Ohio’s Medical Marijuana Program Couch-Locked By Bureaucracy And Politics

Two years after medical cannabis was legalized in September 2016, Ohio’s program has been plagued by court battles, disputes over miscounted cultivator licenses, clerical errors and auditing flaws.

Applicants hoping to open dispensaries will have to bide their time while the Ohio Pharmacy Board postpones licensing for medical cannabis dispensaries, but patients and caregivers say delays can be deadly.

Nicole Scholten’s 14-year-old daughter, Lucy, has epilepsy and cerebral palsy.

“I wish I could say I was shocked,” Scholten told Marijuana.com. “We’ve got children, like Lucy, who don’t respond to traditional drugs and we know medical cannabis can help their seizures.”

Scholten is the director of Ohio Family Cann, a statewide advocacy group for families of children with catastrophic life-limiting disorders.

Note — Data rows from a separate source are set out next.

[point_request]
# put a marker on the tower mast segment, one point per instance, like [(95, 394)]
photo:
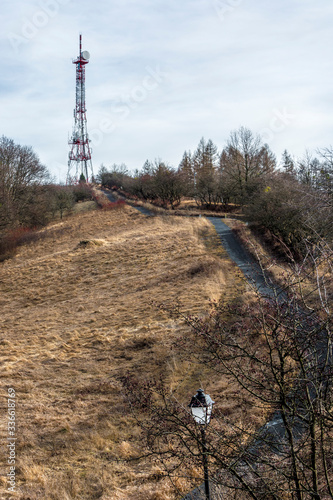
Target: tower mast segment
[(79, 158)]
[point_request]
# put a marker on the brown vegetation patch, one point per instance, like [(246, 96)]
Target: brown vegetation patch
[(76, 316)]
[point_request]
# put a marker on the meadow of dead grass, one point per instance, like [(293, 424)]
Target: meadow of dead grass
[(76, 316)]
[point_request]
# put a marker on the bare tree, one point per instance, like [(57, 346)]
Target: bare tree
[(244, 160), (277, 351), (21, 174)]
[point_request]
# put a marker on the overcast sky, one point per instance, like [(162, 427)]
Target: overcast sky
[(163, 74)]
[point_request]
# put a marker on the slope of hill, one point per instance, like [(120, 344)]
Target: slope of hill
[(76, 315)]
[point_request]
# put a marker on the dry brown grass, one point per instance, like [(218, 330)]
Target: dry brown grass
[(76, 315)]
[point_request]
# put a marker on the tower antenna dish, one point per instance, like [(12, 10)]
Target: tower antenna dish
[(79, 158)]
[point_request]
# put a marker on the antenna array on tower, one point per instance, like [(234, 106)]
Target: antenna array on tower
[(79, 158)]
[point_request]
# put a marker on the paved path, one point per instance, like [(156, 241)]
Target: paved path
[(273, 433)]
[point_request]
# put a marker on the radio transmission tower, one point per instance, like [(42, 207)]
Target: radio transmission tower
[(79, 158)]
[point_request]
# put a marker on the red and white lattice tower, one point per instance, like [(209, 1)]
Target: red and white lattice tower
[(79, 158)]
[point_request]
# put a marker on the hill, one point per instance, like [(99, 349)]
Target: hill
[(76, 316)]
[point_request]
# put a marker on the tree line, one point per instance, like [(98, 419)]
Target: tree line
[(290, 200)]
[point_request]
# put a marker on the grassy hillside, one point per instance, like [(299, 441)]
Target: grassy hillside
[(77, 315)]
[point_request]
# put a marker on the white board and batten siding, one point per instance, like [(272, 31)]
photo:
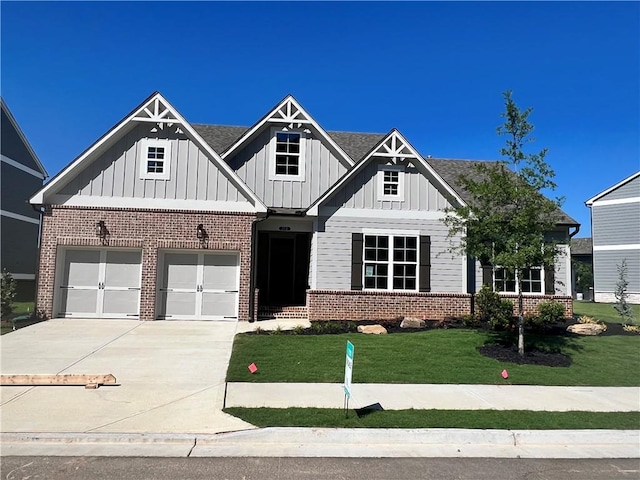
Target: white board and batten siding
[(356, 208), (420, 194), (615, 225), (322, 169), (114, 177)]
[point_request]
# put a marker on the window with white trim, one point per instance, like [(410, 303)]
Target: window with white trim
[(390, 182), (287, 158), (155, 158), (532, 281), (390, 262)]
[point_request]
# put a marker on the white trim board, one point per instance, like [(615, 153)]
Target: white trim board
[(611, 189), (379, 213), (17, 216), (617, 201), (631, 246), (23, 137), (23, 276), (19, 166), (153, 203)]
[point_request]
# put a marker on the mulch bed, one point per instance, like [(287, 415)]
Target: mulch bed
[(510, 354)]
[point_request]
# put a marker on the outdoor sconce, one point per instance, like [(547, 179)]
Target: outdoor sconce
[(101, 230), (201, 233)]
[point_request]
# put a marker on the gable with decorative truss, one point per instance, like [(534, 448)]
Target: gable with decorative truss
[(392, 176), (151, 159), (287, 158)]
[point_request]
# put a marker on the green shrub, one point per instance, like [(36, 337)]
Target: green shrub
[(7, 293), (550, 312), (493, 310)]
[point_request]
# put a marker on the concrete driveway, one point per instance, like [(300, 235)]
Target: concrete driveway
[(170, 377)]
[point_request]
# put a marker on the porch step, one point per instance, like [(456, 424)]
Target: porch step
[(276, 312)]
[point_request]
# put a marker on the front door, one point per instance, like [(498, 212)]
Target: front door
[(283, 268)]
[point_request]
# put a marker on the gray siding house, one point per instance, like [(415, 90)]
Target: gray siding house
[(22, 175), (615, 229), (164, 219)]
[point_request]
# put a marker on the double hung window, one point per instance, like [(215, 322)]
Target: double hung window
[(390, 182), (287, 159), (390, 262), (155, 157), (506, 282)]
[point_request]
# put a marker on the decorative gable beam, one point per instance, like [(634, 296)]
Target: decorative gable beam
[(395, 148), (156, 111), (291, 114)]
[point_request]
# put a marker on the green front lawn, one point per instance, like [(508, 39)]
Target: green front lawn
[(602, 311), (498, 419), (432, 356)]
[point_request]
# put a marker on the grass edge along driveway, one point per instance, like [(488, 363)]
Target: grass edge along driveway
[(431, 356), (480, 419)]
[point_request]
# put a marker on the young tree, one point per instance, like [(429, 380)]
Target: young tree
[(621, 306), (507, 218)]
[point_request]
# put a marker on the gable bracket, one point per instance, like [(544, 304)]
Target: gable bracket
[(156, 112)]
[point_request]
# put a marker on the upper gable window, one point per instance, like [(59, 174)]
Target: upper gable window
[(287, 158), (391, 182), (155, 159)]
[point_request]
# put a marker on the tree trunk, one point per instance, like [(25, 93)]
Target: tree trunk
[(520, 319)]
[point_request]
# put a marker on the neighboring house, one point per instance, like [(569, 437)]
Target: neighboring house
[(163, 219), (581, 258), (615, 229), (22, 175)]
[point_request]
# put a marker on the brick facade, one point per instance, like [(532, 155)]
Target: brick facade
[(148, 230), (363, 305)]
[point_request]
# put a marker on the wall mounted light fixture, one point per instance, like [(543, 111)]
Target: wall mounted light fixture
[(201, 233), (101, 230)]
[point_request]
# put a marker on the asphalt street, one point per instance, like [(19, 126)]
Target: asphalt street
[(120, 468)]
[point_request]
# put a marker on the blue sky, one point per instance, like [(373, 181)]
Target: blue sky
[(435, 71)]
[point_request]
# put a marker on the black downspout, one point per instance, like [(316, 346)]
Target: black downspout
[(254, 266)]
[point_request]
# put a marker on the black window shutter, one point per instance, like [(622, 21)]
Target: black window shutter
[(425, 263), (356, 261), (549, 280), (487, 276)]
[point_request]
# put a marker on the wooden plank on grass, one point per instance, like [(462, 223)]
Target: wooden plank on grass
[(89, 381)]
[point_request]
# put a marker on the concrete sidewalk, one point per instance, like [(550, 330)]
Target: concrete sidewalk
[(440, 397), (171, 391)]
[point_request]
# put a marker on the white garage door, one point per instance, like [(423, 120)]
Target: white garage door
[(100, 283), (199, 286)]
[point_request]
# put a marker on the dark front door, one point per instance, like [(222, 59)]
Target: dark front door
[(283, 268)]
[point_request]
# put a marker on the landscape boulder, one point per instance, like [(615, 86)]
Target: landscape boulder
[(372, 329), (412, 322), (586, 329)]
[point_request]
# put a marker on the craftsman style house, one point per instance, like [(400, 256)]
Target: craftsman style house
[(22, 175), (615, 228), (163, 219)]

“We’ve studied, we’ve done our due diligence, and some families from our group have even moved to Colorado. We know what we need for our children,” said Scholten, formerly a schoolteacher in Cincinnati and now a full-time caregiver to Lucy.

Robert Ryan, Executive Director of Ohio Patients Network, called the delay another example of how the current administration does not support the state’s medical cannabis program.

“From the beginning, the Pharmacy Board conjured up a complicated set of regulations for medical marijuana. They act like they’re handling plutonium,” Ryan, a retired aerospace engineer, told Marijuana.com. “They didn’t design a viable program because they have no interest in making it work. There’s been official obstruction every step of the way.”

Ohio Pharmacy Board spokesperson Cameron McNamee told Marijuana.com that the decision to postpone “was due to some unexpected delays in information required to validate an applicant meets the minimum license qualifications, background checks, 500-foot rule, etc.”

McNamee clarified that the delay had nothing to do with earlier controversies that have caused numerous setbacks.

On several occasions during the past six months, the Ohio Auditor’s office uncovered errors in how regulators scored applications for cannabis grow licenses.  

Although the Department of Commerce, which oversees cannabis cultivators, processors and testing labs, acknowledged the discrepancies, lawsuits abound.

The Commerce Department contracted Ernst & Young to undertake an independent review, validate all scores and defend it in pending court battles, as well as the 67 administrative appeals from unsuccessful applicants.  

Ohio judges recently dismissed several lawsuits and a request from some lawmakers to start over from scratch.

McNamee said the Pharmacy Board will release the final list of dispensaries in June 2018.